OTOH, escape sequences of the form `\d834\df06 ` (broken up in UTF-16 code units) do work in WebKit (although I cannot find any mention of these in the spec).
Side note: Gecko is the only engine that doesn’t support escape sequences of the form `\d834\df06 `. See https://bugzilla.mozilla.org/show_bug.cgi?id=717529.
Related issue: WebKit discards the entire declaration when a surrogate pair in the wrong order is used. http://jsfiddle.net/mathias/wvPdr/ Gecko, Opera and IE treat a surrogate pair in the wrong order as invalid and replace it with two U+FFFD characters. This seems like the most sensible thing to do.
Also see: http://lists.w3.org/Archives/Public/www-style/2012Jan/thread.html#msg536
The main issue reported here is already tracked as bug 74815. Let's use this bug for surrogates issues only.
As per http://lists.w3.org/Archives/Public/www-style/2012Feb/0006.html, the surrogate pair syntax for CSS escape sequences should NOT be supported. It should be removed from WebKit as soon as bug 74815 is fixed.
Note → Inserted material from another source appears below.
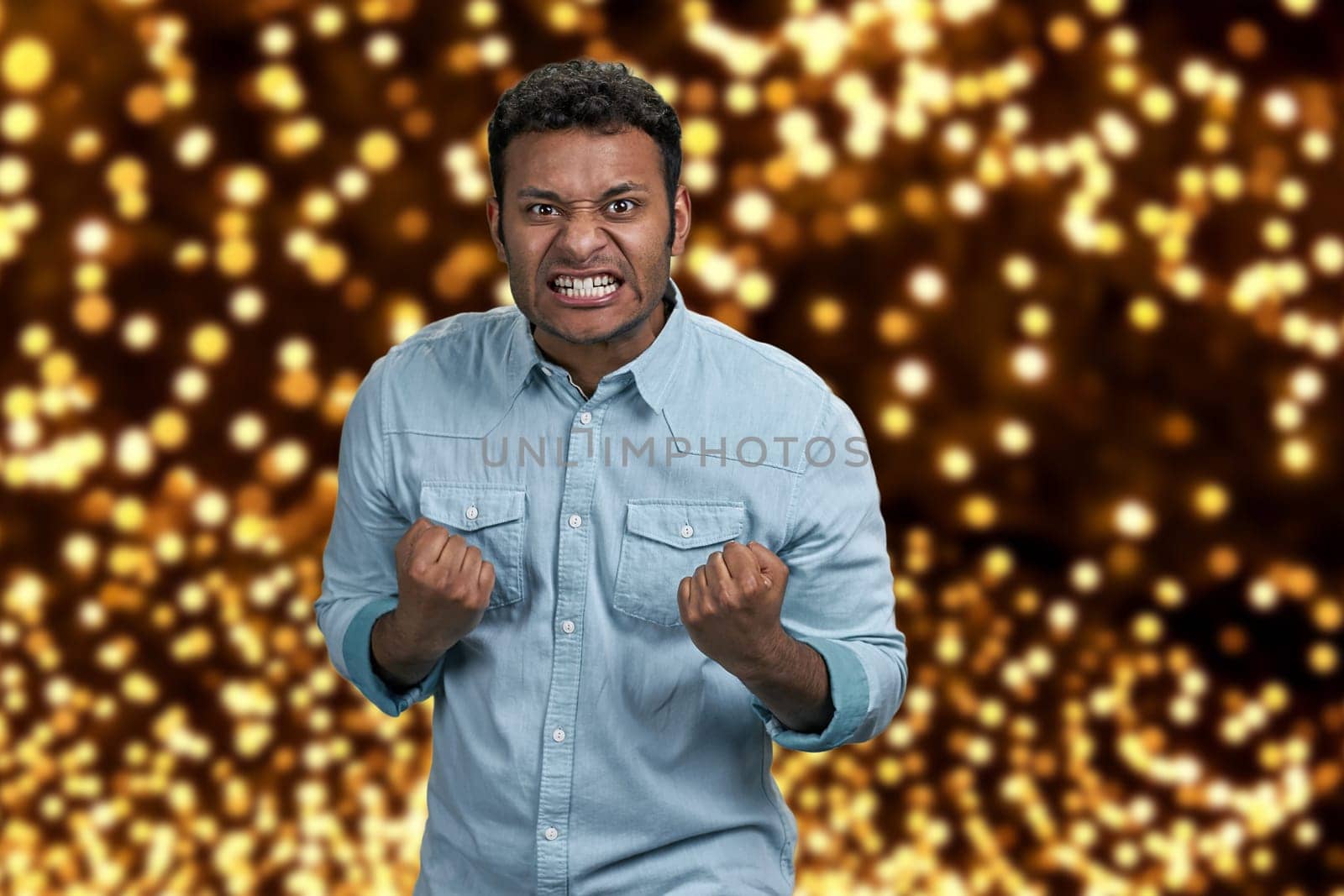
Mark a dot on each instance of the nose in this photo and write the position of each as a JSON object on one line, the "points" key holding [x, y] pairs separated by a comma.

Created attachment 128232 [details]
CSS unicode patch
I have a draft solution of the problem which uses surrogate pairs.
What do you think about it?
Please don't use custom written arithmetics for UTF-16. There are macros for this in ICU, and we have versions of these for platforms that don't have ICU in wtf/unicode/UnicodeMacrosFromICU.h.
The most important part of this fix will be adding test cases, and making sure that all the changes agree with what other browsers do. For example, how should "\110000" be handled (the spec says "MAY", which is unhelpful)?
(In reply to comment #6)
> The most important part of this fix will be adding test cases, and making sure that all the changes agree with what other browsers do. For example, how should "\110000" be handled (the spec says "MAY", which is unhelpful)?
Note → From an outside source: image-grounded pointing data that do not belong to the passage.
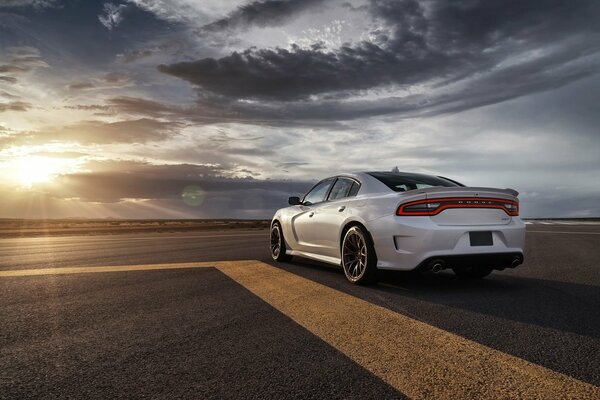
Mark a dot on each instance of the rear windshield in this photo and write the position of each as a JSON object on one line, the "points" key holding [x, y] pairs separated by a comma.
{"points": [[402, 182]]}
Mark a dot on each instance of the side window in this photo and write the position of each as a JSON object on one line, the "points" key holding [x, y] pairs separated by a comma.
{"points": [[318, 193], [354, 189], [341, 188]]}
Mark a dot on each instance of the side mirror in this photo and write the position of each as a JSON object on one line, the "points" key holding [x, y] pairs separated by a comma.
{"points": [[294, 201]]}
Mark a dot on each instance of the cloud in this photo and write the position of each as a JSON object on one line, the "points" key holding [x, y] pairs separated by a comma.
{"points": [[21, 61], [420, 60], [142, 130], [225, 194], [261, 13], [112, 15], [111, 80], [24, 3], [14, 106]]}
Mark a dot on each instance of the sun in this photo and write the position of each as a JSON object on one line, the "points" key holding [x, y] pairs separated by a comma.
{"points": [[32, 170]]}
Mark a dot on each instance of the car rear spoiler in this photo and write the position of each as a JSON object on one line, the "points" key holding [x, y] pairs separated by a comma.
{"points": [[436, 189]]}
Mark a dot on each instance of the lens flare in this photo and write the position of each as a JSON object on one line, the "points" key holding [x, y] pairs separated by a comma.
{"points": [[193, 195]]}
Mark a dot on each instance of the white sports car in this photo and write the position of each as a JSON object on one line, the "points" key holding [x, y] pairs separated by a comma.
{"points": [[369, 221]]}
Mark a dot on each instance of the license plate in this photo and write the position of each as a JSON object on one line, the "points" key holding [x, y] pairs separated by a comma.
{"points": [[481, 238]]}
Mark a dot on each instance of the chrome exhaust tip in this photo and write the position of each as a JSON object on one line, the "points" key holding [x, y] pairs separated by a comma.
{"points": [[437, 266]]}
See this thread: http://lists.w3.org/Archives/Public/www-style/2012Jan/thread.html#msg536 The consensus was that UAs that don’t follow the spec in this regard are buggy and should be fixed.
This e-mail thread is a great source of ideas for tests.
Created attachment 129463 [details]
Comment on attachment 129463 [details]
Attachment 129463 [details] did not pass qt-ews (qt):
Created attachment 131605 [details]
I have made some corrections on my patch; now it builds on Qt 4.8.
Since a couple of weeks passed since I uploaded my latest patch, it is going to be obsolete soon. Before that, I would like to know if it's correct or not. Could you guys take a look at it please? Thanks for advance: Szilárd.
The patch looks reasonable to me at cursory reading.
Comment on attachment 131605 [details]
View in context: https://bugs.webkit.org/attachment.cgi?id=131605&action=review
> + // Lead/High surrogate character
This comment looks useless.
> + *result = U16_LEAD(unicode);
> + ++result;
We can write this as: *result++ = U16_LEAD(unicode);
> + // Trail/Low surrogate character
This comment looks useless.
Created attachment 138091 [details]
Thank you for your suggestions and your ideas, and I fixed the patch also.
Comment on attachment 138091 [details]
Clearing flags on attachment: 138091
Committed r114876: <http://trac.webkit.org/changeset/114876>
All reviewed patches have been landed. Closing bug.